Showing posts with label Women's Rights. Show all posts
Showing posts with label Women's Rights. Show all posts

Tuesday, March 08, 2011

Save the Children: International Women's Day

Save the Children celebrates the 100th Anniversary of International Women's Day with videos of success stories of brave women and girls.

From Save the Children:

In many poor communities around the world, sons are considered a blessing, while daughters are viewed as a burden. Often, families marry off their daughters early — sometimes as young as 9. Then, education ends and health risks grow. Young mothers and their babies are far more likely to die from complications during pregnancy and birth. Yet more than 16 million adolescent girls give birth a year — 95 percent of them in the developing world.

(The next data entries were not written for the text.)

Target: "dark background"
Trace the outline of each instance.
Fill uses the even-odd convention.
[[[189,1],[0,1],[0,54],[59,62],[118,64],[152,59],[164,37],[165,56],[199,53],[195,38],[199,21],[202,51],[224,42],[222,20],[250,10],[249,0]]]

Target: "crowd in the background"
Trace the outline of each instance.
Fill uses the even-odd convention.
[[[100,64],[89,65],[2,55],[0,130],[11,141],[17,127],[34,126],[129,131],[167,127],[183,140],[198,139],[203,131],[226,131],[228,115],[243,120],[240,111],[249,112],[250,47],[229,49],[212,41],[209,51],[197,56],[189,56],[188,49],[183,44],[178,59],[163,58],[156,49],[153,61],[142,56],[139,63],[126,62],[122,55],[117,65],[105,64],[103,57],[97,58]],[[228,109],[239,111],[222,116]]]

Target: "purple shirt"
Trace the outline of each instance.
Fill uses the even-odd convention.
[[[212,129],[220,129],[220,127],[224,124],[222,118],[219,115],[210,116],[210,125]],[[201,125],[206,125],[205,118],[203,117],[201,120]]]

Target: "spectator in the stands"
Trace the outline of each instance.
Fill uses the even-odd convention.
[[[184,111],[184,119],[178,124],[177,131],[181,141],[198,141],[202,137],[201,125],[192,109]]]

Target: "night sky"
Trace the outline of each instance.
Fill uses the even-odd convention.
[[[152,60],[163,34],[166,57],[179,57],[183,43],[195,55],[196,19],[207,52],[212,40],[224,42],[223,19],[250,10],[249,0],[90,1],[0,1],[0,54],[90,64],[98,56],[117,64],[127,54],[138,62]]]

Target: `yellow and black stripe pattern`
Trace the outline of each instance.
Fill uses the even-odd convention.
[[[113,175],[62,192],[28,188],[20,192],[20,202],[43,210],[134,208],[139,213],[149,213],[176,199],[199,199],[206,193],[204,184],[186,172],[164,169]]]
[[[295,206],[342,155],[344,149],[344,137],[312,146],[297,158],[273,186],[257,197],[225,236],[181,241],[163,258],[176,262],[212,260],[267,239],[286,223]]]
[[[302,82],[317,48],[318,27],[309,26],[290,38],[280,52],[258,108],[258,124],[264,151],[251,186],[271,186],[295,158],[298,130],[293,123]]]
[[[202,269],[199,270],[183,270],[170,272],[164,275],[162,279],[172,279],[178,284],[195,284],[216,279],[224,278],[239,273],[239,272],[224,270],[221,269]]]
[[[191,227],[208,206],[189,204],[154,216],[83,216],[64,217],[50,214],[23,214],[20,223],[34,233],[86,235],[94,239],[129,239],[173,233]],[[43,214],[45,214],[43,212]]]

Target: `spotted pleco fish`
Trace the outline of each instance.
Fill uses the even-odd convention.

But what happens when you give a girl a voice? Save the Children, in partnership with the Nike Foundation, is helping girls develop the resources, skills and confidence to participate in planning their future. The Girls’ Voices project empowers girls and encourages families to let daughters prove just how much they have to offer.

Shathi’s Story: Married Young and Speaking Out view video.

Like many girls in rural Bangladesh, Shathi was forced to marry young and drop out of school. She had her first child at 15. That put both Shathi and her baby at far greater risk of death in a region where maternal and newborn mortality are already high. What happens when you give girls’ like Shathi a voice? Thanks to support from the Nike Foundation, Save the Children’s Girls’ Voices project has given 42,000 girls in Bangladesh a chance to answer that question. www.savethechildren.org

Shilpi’s Story: Proving the Value of Girls in Bangladesh view video.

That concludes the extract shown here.